According to documentation sqlldr with DIRECT PATH is very fast, anyway Loading rows like that does not trigger triggers. So, I came up with two solutions:
SOLUTION 1:
Using sql loader with DIRECT PATH=true to load all data in table A. Then calling a stored procedure to perform the actual filtering. I am not so sure about that but it would seem that in this case oracle actually performs multithreading behind the scenes.
SOLUTION 2:
Using sql loader with DIRECT PATH=false with triggers activated after insert on table A.in this case, for performance sake, I would need to explicitely perform multithreading by splitting my data file in multiple files and calling sql loader multiple times (by the way I have no idea on how to do that on a bash script...)
Which one leads to better performances?And is there so much performance difference between the two?
In situations where data is loading then requires processing/cleansing before adding to the core data my strong preference is to load it first into a staging table, and use the fastest available method, i.e. sqlldr with direct path. This gets the data loading done and dusted quickly. There are implications with direct paths with regards to logging and recovery, so best to keep that activity to a small a window as possible.

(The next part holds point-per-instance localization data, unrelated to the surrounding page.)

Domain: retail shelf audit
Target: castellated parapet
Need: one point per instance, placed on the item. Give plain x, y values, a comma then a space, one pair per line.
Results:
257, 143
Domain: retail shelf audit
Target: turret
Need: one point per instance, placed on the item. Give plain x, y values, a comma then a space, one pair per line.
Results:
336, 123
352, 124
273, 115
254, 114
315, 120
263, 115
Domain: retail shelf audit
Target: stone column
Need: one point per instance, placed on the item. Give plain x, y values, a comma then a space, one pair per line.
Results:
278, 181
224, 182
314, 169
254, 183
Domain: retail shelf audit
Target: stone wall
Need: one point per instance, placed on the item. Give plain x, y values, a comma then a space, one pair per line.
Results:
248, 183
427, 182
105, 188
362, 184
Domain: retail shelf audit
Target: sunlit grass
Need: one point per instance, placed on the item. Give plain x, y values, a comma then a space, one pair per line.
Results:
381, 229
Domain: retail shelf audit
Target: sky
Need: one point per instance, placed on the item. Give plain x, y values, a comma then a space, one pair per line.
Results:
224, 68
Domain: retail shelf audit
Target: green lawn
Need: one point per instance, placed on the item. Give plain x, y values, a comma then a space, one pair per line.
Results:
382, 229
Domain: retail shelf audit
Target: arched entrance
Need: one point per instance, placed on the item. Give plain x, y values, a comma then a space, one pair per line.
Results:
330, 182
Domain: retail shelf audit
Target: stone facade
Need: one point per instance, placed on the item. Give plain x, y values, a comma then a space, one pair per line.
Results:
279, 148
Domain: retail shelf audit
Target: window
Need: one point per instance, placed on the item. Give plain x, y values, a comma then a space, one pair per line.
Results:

The staging data can then be processed with greater flexibility using stored procedures. Here you can split the records into batches and have the stored procedure process a particular batch via a parameter, and then have more than 1 stored proc running on discrete batches in parallel (assuming each record can be processed discretely). Add in things like process status (READY, CHECKING, FAILED, COMPLETED) to control the process and you have something flexible and more manageable. The last project I did where we had this we loaded 100s millions of rows from files, and then processed them in batches over several nights during the quiet batch periods.
Coding wise it's probably more work, but messing around with files and bad records and reload and avoiding duplicates via sqlldr is more cumbersome than as table data.